そんな俺に気付く素振りも見せないほのかは、「早く行こうよ」と言わんばかりに俺の手を掴み、駅へと向かって歩き出した...。

 函館山に着いたのは、太陽が水平線にその姿を隠そうとしていた頃だった。
そして真っ赤に輝く海を見つめていたほのかの第一声は、以外にも「きれいだ」という言葉ではなかった。
「うわー。懐かしいな。」
「えっ、懐かしい?」
「うん。この夕日を見るの、何年ぶりかなあ。」
「ってことは前にも一度来たことがあるんだ。」
「うん。でもそのときはこんなに楽しい気分じゃなかったけどね。」
「それって、どういうこと?」
さっきまでにこやかだったほのかの顔から笑みが急に消えたことに驚いて俺はそう尋ねる。
何度尋ねてもほのかは口を開こうとはしなかったが、しばらくして何かに押されるようにその時の事を話し始めた...。
「あのね、私が初めてここに来たのは、あなたがこの街からいなくなった日。」
「えっ、そうなの?」
「うん。ほら、覚えてるでしょ、交換日記。あれってどうなってたか憶えてる?」
「いや、忘れちゃった。」
「あれはちょうど私の番で終わって、あの日あなたに渡そうと思って学校に持っていったんだ。でもあなたは学校には来てなかった。そして先生に聞いたら、あなたが両親の都合で急に引っ越すことになった、って教えてくれたの。
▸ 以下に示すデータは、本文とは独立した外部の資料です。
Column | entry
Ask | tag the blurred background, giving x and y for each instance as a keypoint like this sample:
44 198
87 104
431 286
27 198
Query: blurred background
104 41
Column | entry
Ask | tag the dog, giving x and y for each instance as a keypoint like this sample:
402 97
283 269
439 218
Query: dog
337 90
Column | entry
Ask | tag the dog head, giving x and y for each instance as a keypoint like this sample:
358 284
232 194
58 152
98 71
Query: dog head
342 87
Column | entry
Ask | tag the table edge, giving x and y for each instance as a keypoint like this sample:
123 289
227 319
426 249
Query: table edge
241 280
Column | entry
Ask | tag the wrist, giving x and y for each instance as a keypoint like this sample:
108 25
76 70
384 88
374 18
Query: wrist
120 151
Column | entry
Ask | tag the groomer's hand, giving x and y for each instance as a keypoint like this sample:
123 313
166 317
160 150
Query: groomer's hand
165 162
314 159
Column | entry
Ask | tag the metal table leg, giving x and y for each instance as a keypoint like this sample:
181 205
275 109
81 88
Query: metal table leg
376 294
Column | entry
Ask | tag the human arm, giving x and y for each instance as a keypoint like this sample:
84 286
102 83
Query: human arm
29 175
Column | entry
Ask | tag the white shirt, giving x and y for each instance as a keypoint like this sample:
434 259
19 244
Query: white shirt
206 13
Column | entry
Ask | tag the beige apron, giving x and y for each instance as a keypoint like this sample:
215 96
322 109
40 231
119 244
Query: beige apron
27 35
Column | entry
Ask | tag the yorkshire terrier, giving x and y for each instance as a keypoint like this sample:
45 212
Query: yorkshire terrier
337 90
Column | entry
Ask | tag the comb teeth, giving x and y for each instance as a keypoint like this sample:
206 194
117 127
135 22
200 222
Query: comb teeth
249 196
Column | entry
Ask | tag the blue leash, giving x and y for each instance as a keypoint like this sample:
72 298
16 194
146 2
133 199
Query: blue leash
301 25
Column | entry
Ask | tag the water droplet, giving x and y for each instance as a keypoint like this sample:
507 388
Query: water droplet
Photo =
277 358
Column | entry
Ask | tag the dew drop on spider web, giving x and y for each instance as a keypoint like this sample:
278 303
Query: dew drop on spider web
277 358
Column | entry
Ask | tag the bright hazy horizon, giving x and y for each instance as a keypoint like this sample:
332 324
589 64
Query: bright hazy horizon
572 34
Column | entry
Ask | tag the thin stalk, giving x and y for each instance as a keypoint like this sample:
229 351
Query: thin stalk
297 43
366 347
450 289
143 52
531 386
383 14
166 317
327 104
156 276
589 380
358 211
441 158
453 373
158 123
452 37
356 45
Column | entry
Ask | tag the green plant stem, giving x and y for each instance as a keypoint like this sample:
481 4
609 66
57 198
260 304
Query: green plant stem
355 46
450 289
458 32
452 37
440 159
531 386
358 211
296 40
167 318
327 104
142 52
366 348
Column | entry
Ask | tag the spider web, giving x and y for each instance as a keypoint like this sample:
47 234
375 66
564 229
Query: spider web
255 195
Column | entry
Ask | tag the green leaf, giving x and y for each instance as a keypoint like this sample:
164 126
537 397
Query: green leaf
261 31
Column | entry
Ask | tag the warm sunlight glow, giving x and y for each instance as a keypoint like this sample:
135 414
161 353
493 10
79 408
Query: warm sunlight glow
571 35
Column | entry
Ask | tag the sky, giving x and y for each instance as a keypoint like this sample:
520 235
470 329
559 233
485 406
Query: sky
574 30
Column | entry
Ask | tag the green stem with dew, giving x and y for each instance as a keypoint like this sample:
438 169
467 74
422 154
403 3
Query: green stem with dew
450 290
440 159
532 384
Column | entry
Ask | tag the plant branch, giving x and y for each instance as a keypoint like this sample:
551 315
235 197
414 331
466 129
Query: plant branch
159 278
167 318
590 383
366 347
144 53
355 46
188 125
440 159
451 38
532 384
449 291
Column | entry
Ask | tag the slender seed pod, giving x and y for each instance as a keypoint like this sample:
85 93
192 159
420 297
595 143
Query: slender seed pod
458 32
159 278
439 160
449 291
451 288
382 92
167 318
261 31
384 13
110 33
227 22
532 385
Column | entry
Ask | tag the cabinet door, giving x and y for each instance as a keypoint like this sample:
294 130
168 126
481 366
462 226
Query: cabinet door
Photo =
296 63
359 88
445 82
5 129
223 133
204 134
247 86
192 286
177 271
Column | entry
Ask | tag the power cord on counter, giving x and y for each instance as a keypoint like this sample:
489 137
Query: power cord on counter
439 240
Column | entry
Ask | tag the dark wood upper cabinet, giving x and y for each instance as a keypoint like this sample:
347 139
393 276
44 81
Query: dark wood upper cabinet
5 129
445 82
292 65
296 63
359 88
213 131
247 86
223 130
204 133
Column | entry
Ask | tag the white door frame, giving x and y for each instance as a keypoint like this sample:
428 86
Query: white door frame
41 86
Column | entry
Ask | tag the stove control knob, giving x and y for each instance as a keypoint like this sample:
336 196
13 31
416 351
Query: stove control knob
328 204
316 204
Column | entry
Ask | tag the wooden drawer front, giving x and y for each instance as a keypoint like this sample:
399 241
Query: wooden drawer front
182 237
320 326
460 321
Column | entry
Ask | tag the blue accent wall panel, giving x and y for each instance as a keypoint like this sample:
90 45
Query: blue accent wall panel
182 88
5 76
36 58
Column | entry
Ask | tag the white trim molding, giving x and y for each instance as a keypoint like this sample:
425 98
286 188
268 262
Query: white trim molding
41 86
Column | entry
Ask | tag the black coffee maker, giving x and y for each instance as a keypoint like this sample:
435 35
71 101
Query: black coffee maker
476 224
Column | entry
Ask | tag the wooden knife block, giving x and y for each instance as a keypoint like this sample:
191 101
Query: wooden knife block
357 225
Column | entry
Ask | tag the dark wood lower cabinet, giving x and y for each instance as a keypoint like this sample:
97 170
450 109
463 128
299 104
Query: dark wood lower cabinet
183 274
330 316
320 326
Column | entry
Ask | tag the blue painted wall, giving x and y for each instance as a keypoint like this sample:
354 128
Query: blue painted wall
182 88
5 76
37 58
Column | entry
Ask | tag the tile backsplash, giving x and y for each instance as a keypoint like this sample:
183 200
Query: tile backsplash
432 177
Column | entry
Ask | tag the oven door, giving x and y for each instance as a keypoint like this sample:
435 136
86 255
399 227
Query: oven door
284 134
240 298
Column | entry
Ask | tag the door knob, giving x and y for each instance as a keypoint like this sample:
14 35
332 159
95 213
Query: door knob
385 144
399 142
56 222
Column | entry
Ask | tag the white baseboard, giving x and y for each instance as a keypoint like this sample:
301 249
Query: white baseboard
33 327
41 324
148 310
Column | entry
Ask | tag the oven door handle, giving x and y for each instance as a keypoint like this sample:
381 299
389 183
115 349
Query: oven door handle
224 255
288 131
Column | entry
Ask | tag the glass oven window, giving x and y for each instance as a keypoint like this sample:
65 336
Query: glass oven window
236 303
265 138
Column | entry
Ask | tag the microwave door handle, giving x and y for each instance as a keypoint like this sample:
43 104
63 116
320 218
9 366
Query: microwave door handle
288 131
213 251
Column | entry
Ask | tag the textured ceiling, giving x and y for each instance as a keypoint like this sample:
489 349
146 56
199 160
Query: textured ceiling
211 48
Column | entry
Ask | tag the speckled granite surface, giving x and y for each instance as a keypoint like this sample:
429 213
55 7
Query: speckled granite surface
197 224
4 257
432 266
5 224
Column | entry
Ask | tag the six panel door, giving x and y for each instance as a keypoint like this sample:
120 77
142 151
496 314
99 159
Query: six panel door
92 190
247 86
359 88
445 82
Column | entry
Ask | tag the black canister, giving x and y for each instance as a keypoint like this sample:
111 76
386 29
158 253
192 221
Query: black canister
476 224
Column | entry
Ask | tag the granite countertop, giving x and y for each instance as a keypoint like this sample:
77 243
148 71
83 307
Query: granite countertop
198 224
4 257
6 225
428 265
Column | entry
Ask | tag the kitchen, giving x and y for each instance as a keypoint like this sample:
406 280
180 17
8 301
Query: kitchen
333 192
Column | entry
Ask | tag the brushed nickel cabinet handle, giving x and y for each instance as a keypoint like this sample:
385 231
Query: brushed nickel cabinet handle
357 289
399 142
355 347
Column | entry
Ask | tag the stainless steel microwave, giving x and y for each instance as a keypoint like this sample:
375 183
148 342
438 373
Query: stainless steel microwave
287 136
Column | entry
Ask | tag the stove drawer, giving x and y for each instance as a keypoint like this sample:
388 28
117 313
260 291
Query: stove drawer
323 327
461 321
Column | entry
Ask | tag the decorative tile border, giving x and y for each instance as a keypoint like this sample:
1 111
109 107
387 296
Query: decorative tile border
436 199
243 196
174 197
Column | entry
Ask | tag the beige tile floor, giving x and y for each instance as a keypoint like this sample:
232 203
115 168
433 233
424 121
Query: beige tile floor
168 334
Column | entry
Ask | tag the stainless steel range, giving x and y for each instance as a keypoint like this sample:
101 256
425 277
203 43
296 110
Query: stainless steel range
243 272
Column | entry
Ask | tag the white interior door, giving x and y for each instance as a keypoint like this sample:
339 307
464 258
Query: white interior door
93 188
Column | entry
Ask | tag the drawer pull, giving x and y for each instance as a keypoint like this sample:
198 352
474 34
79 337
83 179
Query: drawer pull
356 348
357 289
それでね、私あわててあなたの家まで走っていったんだよ。でも、私が着いたとき、あなたはちょうどトラックに乗って走り去った時だった。
一生懸命追いかけたんだよ。大きな声で何度も呼んだんだよ...。
でもあなたには聞こえなかった。ううん、聞こえるはずないよね。
...。せめてお別れぐらい言いたかった。お礼を言いたかった。あなたにはいろいろ助けてもらったし、いろんなことを教えてもらった。
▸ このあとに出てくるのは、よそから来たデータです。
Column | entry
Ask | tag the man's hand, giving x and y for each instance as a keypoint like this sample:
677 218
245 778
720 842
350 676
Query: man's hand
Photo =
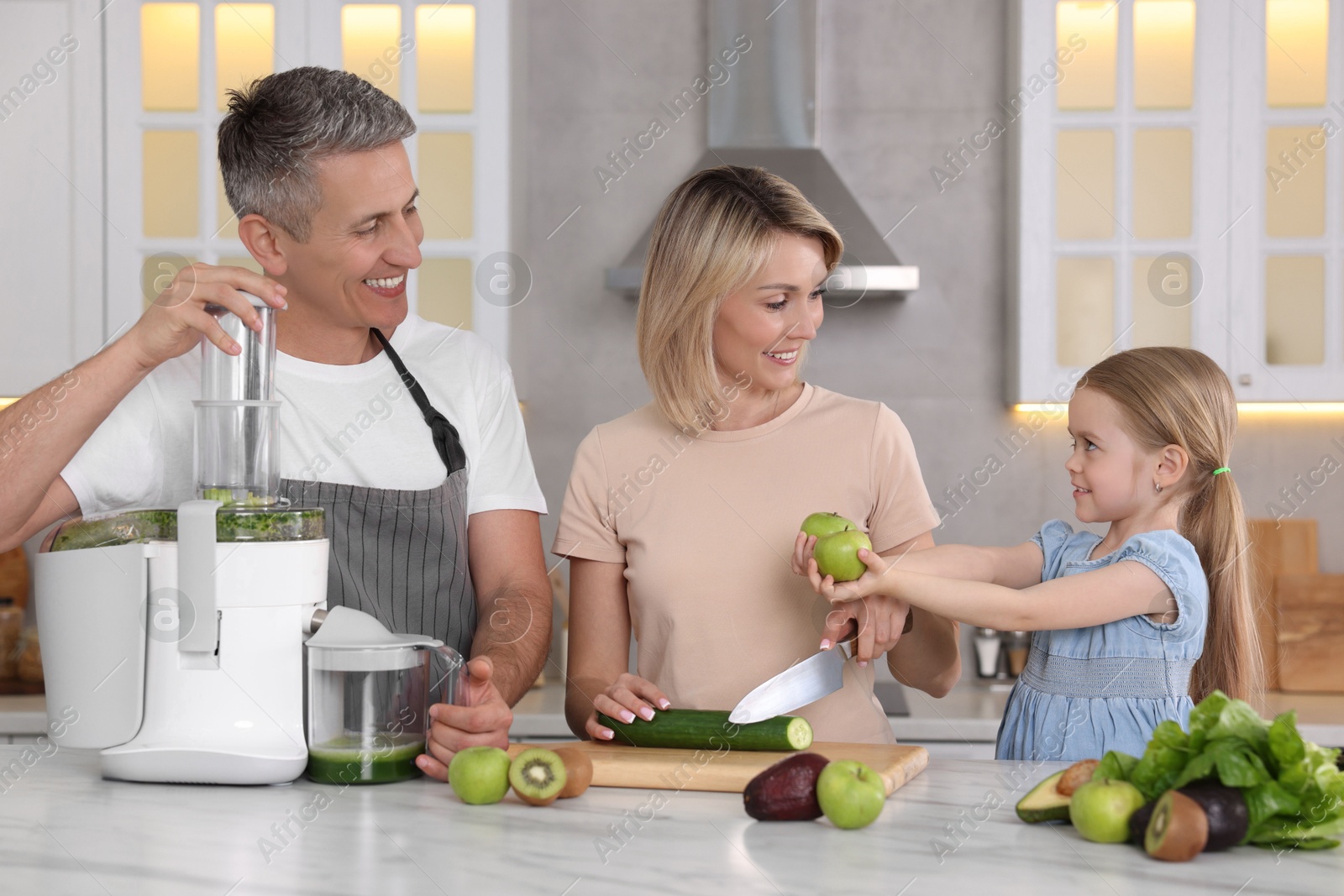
483 721
176 320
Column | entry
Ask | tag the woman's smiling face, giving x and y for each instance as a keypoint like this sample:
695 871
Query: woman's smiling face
764 327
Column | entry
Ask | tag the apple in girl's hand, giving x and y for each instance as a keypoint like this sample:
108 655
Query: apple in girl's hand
837 555
820 524
851 794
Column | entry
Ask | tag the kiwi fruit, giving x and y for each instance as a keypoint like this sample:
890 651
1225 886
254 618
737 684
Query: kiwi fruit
1178 831
578 772
1077 775
1225 809
538 777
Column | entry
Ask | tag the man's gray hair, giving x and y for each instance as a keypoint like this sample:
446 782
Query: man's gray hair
280 127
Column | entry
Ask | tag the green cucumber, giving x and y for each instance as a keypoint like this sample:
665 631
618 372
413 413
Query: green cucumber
710 730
それでね、せめて最後まで、見える限りあなたを見送りたいと思ってここに来たんだ...。」
まるで今まで胸のどこかに引っかかっていた箍が外れたかのように、ほのかはその想いを俺に話した。
そしてその頬には一筋の涙がこぼれていた...。

「そうだったんだ...。ごめんね、ほのか。今まで気付かなくて。」
「ううん、いいの。私ね、またあなたとこうやって再会できただけでも良かった、って思ってるから。」
「ありがとう。でもホントにごめんね。」
「うん...。」
そして、あまりにもほのかが愛おしくてたまらなくなった俺は、
「こんな時に優しくするのはずるいけど...。」
そう言ってほのかの肩を静かに抱き寄せた。
「うん、ずるい。でも今日だけは許してあげる...。」
そう言ってほのかは俺の肩に頭をもたれかけ、海をみつめたまま、しばらく泣いた...。